Autores
Silveira, Igor Machado da
Ano
2016
Locais das vias de estudo
Brasil
Tipo de publicação
Mestrado
Órgão da produção
Escola de Engenharia de São Carlos (USP)
Palavras-chave
Acidentes de trânsito; Motocicleta; Mudança de paradigma; Planejamento urbano; Tempo de viagem; Transporte público; Usuários vulneráveis
Tipo de via
Urbana/Rodovias
Escopo das vias do estudo (tipo de via, km, limite de velocidade)
Caxias do Sul (RS)
Resumo/Abstract
Atualmente vive-se uma mudança de paradigma no planejamento dos transportes: o ser humano volta a ser o centro da tomada de decisões e o automóvel fica em segundo plano.
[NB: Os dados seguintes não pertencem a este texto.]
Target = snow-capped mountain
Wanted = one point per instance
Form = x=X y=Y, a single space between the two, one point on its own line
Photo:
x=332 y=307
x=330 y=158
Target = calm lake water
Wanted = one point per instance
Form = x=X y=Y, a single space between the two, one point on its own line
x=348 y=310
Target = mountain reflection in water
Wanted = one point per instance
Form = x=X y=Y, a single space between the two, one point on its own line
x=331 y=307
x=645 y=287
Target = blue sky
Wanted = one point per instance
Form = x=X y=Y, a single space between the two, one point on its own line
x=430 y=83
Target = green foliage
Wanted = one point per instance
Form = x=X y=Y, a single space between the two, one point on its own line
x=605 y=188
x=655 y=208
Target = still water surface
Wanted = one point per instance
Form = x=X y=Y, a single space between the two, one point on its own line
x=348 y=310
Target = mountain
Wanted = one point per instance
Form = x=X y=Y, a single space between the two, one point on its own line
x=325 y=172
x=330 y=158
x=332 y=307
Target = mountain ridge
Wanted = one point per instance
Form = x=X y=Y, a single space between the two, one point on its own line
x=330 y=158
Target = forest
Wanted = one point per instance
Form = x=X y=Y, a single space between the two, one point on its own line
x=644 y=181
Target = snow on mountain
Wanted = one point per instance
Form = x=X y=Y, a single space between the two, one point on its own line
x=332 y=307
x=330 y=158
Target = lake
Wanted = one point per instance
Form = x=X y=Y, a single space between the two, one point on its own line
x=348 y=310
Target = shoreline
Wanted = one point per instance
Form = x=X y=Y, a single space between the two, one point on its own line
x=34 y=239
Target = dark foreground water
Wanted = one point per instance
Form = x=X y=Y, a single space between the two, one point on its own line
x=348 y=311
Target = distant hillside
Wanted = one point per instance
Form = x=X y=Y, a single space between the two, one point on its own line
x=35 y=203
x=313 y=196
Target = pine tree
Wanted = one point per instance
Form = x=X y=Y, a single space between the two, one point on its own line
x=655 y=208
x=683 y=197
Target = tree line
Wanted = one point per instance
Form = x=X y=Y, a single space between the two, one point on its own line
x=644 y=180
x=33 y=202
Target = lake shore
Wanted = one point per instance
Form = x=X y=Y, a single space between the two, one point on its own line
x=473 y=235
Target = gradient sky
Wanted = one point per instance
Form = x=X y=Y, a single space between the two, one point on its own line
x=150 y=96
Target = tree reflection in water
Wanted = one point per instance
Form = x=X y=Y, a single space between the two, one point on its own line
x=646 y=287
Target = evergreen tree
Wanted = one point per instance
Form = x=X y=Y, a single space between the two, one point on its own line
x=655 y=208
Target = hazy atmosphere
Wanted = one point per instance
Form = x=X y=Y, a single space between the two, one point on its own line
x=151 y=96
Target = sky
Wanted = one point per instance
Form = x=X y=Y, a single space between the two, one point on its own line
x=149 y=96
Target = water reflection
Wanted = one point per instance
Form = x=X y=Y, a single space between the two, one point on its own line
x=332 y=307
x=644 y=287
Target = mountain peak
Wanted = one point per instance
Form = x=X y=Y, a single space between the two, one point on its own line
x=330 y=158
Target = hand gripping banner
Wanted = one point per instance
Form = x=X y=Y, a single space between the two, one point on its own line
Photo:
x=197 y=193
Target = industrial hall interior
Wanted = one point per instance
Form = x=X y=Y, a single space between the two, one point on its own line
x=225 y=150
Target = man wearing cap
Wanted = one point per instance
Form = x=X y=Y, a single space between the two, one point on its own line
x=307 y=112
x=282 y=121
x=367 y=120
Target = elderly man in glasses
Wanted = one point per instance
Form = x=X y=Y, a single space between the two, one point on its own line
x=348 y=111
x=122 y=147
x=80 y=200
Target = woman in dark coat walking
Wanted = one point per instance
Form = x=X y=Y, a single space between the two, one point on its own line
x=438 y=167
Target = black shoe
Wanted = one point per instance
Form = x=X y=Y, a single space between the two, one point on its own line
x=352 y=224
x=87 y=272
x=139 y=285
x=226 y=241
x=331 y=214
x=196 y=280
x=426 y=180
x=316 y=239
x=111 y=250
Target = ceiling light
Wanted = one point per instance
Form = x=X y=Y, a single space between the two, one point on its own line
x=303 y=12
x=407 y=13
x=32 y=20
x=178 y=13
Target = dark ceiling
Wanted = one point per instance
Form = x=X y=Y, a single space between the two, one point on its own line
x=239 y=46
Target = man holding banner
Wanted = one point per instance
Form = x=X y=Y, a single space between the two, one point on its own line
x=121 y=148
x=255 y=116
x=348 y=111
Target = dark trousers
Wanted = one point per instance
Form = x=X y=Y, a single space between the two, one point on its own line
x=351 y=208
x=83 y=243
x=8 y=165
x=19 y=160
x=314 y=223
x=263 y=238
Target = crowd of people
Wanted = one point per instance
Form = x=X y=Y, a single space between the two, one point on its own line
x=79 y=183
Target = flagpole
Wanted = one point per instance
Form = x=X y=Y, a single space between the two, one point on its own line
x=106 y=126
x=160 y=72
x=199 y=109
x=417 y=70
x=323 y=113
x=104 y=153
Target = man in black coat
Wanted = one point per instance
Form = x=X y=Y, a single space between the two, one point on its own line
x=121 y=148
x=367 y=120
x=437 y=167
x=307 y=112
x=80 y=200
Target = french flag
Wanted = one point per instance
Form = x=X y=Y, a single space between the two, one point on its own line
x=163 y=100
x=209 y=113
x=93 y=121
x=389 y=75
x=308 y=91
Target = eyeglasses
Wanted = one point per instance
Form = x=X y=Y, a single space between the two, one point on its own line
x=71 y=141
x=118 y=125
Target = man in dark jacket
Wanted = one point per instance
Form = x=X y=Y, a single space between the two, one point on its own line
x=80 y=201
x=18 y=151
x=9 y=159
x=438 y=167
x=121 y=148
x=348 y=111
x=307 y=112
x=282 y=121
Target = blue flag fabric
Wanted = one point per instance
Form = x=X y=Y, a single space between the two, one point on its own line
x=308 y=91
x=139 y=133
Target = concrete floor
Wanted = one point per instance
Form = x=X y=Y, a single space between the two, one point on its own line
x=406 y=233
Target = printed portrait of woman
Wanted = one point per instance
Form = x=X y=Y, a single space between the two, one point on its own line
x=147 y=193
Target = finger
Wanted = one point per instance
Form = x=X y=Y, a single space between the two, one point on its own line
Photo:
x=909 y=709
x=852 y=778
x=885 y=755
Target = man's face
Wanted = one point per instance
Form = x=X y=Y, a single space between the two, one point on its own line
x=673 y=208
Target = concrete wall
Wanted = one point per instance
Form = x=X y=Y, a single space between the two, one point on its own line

Para que isso ocorra, são necessárias ferramentas confiáveis as quais avaliem a situação atual das cidades para que sejam traçadas metas no sentido de melhorar a vida da população. A mobilidade urbana sustentável busca a melhoria do transporte baseada no tripé social, ambiental e econômico. Esse trabalho busca avaliar a condição de segurança do usuário vulnerável (sem carenagem protetora) em relação ao usuário não vulnerável (com carenagem), buscando avaliar fatores como o modo escolhido para justificar a segurança do usuário. Apesar da mudança de paradigma, as intervenções urbanas continuam voltadas ao transporte individual, assim o usuário de transporte público de má qualidade migra para outros modos, o que causa o aumento do risco relativo do usuário vulnerável. Um dos fatores que influenciam muito para essa migração é o tempo de viagem, significativamente maior para o usuário do transporte público.
Resultados/Conclusões
A grande constatação desta pesquisa é que ainda não é percebida, no cenário estudado, uma mudança de paradigma, como pode ser percebido ao longo das conclusões. Apesar da mudança na legislação, a mudança na mentalidade das pessoas demora a acontecer e a valorização dos modos suaves e do transporte coletivo, por parte dos cidadãos, tende a aparecer após um período de conscientização. Os investimentos atuais continuam a privilegiar claramente os modos motorizados e as formas tradicionais de pensar o problema da mobilidade urbana. Este fato, embora não seja uma limitação do trabalho ou da abordagem proposta, deve estimular pesquisas que esclareçam e promovam uma troca de paradigma real.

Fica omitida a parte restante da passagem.